Proseguiamo fino a Wall Street, dove vediamo l'edificio della Borsa; all'esterno c'è una troupe televisiva affiancata da un tizio in pigiama con due cani al guinzaglio: mistero...
Da Wall Street camminiamo fino a Battery Park, da cui si possono prendere i traghetti per la Statua della Libertà; ormai è tardi, e scegliamo di andarci in un secondo momento.
Iniziamo quindi a risalire fino a Union Square, dove entriamo in un negozio Barns & Noble per fare shopping: Nicola compra un'ottima bibbia (con la minuscola, per non confonderla con un testo omonimo largamente diffuso :-P)

Tornati alla Columbia andiamo a recuperare Valentino dal suo ufficio e decidiamo di pranzare ad un ristorante Tailandese (8$ per il pranzo); il posto è molto carino, ci viene solo inibita la possibilità di mimare Sheldon nell'ordinare i ravioli al vapore perché sono finiti. Comunque, mangiamo molto bene.
A questo punto salutiamo Valentino, il quale procederà alla volta di Boston.
Noi scegliamo di smaltire il pranzo camminando lungo tutto Central Park; non troviamo la signora dei piccioni [v. Mamma ho riperso l'aereo], e scopriamo che stiamo camminando controcorrente alla maggior parte dei corridori.
Il parco è grande e bello, ne usciamo solo per passare davanti al Guggenheim Museum.

Prendiamo la metropolitana e scendiamo all'inizio di Brooklyn; da qui ci incamminiamo verso il famoso ponte per percorrerlo a piedi.
Trovare l'ingresso del passaggio pedonale non è banale, è ben nascosto: bisogna lasciare a dritta l'edificio della croce rossa, entrare in un sottopassaggio e da lì prendere una fenditoia nel mura sulla sinistra.
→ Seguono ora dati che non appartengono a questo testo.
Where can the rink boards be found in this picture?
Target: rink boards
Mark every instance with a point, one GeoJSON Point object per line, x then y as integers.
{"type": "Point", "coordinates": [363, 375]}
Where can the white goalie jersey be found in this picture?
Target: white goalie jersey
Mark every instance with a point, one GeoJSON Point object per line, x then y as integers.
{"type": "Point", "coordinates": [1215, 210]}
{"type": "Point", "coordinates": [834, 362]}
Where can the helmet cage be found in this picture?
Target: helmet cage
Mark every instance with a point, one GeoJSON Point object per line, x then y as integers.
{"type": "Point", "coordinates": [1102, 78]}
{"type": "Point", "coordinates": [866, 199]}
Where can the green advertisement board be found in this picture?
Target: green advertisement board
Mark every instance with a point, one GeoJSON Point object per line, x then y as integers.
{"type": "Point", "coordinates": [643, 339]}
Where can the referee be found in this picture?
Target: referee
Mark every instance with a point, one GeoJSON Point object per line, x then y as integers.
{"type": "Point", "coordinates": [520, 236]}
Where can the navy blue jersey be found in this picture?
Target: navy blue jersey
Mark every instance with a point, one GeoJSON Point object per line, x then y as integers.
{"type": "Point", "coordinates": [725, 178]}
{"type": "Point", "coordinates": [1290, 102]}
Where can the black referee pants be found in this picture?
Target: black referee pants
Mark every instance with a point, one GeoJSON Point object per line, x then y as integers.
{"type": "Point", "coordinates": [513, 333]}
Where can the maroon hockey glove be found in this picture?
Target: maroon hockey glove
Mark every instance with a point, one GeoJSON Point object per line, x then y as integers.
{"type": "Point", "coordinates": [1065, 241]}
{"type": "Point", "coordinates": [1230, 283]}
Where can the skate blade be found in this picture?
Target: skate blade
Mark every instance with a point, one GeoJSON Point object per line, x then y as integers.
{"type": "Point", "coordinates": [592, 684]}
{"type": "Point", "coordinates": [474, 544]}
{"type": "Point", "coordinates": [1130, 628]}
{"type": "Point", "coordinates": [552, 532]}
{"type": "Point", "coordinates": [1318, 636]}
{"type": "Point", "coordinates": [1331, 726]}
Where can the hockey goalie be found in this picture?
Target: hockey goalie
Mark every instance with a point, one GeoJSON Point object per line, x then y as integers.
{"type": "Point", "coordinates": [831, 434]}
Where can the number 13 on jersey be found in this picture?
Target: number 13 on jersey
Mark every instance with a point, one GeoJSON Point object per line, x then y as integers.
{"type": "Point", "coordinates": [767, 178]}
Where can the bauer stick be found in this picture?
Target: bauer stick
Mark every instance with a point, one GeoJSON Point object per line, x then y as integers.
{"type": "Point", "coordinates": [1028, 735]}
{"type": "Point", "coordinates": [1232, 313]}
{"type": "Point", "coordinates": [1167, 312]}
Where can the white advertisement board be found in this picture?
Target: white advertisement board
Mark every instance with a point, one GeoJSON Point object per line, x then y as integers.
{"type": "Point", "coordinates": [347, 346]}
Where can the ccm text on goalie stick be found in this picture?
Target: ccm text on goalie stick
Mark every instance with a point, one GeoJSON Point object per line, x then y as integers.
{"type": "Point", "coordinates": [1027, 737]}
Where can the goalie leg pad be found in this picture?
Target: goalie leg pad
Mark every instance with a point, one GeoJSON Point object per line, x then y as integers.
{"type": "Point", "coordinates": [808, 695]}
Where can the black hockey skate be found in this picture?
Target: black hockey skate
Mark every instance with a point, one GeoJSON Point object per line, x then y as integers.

La vista è notevole e la passeggiata è piacevole; facciamo tante foto, e lo skyline alla sera è meritevole di svariate foto.
Finito il ponte siamo nuovamente vicino alla City Hall; andiamo in uno Starbuks vicino alla Pace University per fare merenda (Giorgio prende un OTTIMO the Chai).
Vicino a noi sono sedute due ragazze, A e B; A è molto carina, B un po' meno. Nicola osserva con insistenza A, mentre Giorgio ed Andrea sperano che A e B non possano capire i commenti che sta facendo Nicola; se ne vanno e dopo un po' B torna dentro e dice a Nicola: "Do you remember my friend? She asked me to tell you that you're awesome". Risposta: "I know that".
Ma finisce lì, a quanto pare non siamo "wing man" capaci.
Nicola ci tormenterà per TUTTO il tempo successivo circa questo incontro...

Andiamo a Penn Station a visitare il Macy's, grande magazzino che lascia tutti delusi, e B&F, grande magazzino dell'elettronica.
Quest'ultimo è un negozio stranissimo: TUTTI i commessi sono ebrei ortodossi, vestiti di conseguenza... e con ottimi prezzi!

Passando nelle vicinanze (1730 circa) troviamo una fila di ragazzi sui 20-25 anni in fila davanti ad un cinema: stanno aspettando la prima visione di Harry Potter 7, con prima proiezione alle 00:01. Ovviamente tutto sold-out, e questi folli aspettano in fila per prendere un bel posto.

Per cena andiamo da Tom's Restaurant, famoso perché ha ospitato la serie televisiva Seinfeld (che onestamente non ricordo); comunque, è un classico diner americano in cui mangiamo dignitosamente bene.
Giorgio ed Andrea riescono a convincere Nicola a tornare a casa, dove guardiamo l'ultima puntata di The Big Bang Theory.

Una nota generiche: la metropolitana ha un sistema PESSIMO per l'entrata ed uscita: gli stessi tornelli possono essere usati senza distinzione per entrambe le operazioni; ovvero: vince il più forte.